Similar issues: https://github.com/Unidata/netcdf4-python/issues/653, https://github.com/Unidata/netcdf4-python/issues/1214, https://github.com/Unidata/netcdf4-python/issues/694, https://github.com/Unidata/netcdf4-python/issues/213.

@isuruf, sorry for the ping but do you believe that there is something I'm missing in the cibuildwheel configuration here that solves this? I recall that delvewheel fixed this on Windows but I thought that auditwheel was run by default on Linux and should also fix that, no?

NikosAlexandris commented 2 weeks ago

Same issue here too. Using 1.7.1 does give an Errno 101 when reading a netCDF file the usual way, ie Dataset('somefile.nc').

ZedThree commented 1 week ago

@ocefpaf Would it help to change ghcr.io/ocefpaf/manylinux2014_x86_64-netcdf to use FROM ghcr.io/h5py/manylinux2014_x86_64-hdf5 and explicitly build on top of the h5py manylinux image? I don't think that would guarantee compatibility, as that would require keeping releases in sync, but it should at least ensure there is one compatible version of h5py.

Another potential solution could be to add h5py as a build dependency, but I think this is likely much harder to make work.
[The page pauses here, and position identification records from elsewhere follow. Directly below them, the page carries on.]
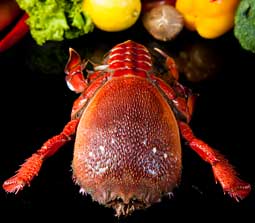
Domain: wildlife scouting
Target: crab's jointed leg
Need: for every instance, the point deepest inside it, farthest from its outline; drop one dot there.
(32, 165)
(223, 171)
(74, 75)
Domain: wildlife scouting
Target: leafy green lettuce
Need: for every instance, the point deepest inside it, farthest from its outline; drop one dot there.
(56, 19)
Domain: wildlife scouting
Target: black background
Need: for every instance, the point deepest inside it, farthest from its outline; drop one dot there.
(36, 104)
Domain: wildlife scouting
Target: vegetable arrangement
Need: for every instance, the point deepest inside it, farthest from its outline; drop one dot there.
(163, 19)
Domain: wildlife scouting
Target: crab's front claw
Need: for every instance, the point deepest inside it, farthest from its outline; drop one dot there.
(231, 184)
(14, 184)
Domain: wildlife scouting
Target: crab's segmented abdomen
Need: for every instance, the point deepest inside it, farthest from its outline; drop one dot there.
(129, 58)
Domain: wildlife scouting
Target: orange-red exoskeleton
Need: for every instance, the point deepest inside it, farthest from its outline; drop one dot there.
(128, 123)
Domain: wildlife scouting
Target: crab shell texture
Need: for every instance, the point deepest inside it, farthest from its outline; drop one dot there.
(127, 151)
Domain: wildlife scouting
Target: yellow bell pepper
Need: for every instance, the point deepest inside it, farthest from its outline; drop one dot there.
(210, 18)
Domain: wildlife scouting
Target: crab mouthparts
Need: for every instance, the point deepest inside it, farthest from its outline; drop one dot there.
(122, 208)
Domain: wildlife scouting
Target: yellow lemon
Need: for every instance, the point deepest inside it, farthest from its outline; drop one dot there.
(112, 15)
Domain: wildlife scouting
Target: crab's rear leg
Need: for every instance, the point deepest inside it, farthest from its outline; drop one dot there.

I can't actually see how the built hdf5 libraries could really differ, both images start with a plain manylinux image, and built hdf5 1.14.2 with the default options. Yet in the wheel, we end up with libhdf5-7b49ac63.so.310.2.0 (netCDF4) and libhdf5-7f639dcd.so.310.2.0 (h5py).

ocefpaf commented 1 week ago

@ocefpaf Would it help to change ghcr.io/ocefpaf/manylinux2014_x86_64-netcdf to use FROM ghcr.io/h5py/manylinux2014_x86_64-hdf5 and explicitly build on top of the h5py manylinux image? I don't think that would guarantee compatibility, as that would require keeping releases in sync, but it should at least ensure there is one compatible version of h5py.

I tried that at first, even more collaboration to get things under the same image. But I confess I don't have the energy necessary to coordinate the non-Python dependencies of wheels, specially those that consume 3-4 C libraries, alone.

Maybe there is a wheel trick, advanced option, or something obvious that I'm missing but, unless the community works together, I don't see this how issue can be solved in the long run, just small burst of lucky for a release here and there.

ZedThree commented 1 week ago

Ah, that's a shame they weren't interested. This is a really hard community problem.

I've not actually been able to find any real differences between the built .sos, and in fact copying one version over the top of the other still gives me the same errors, so I don't think it's due to incompatible binaries.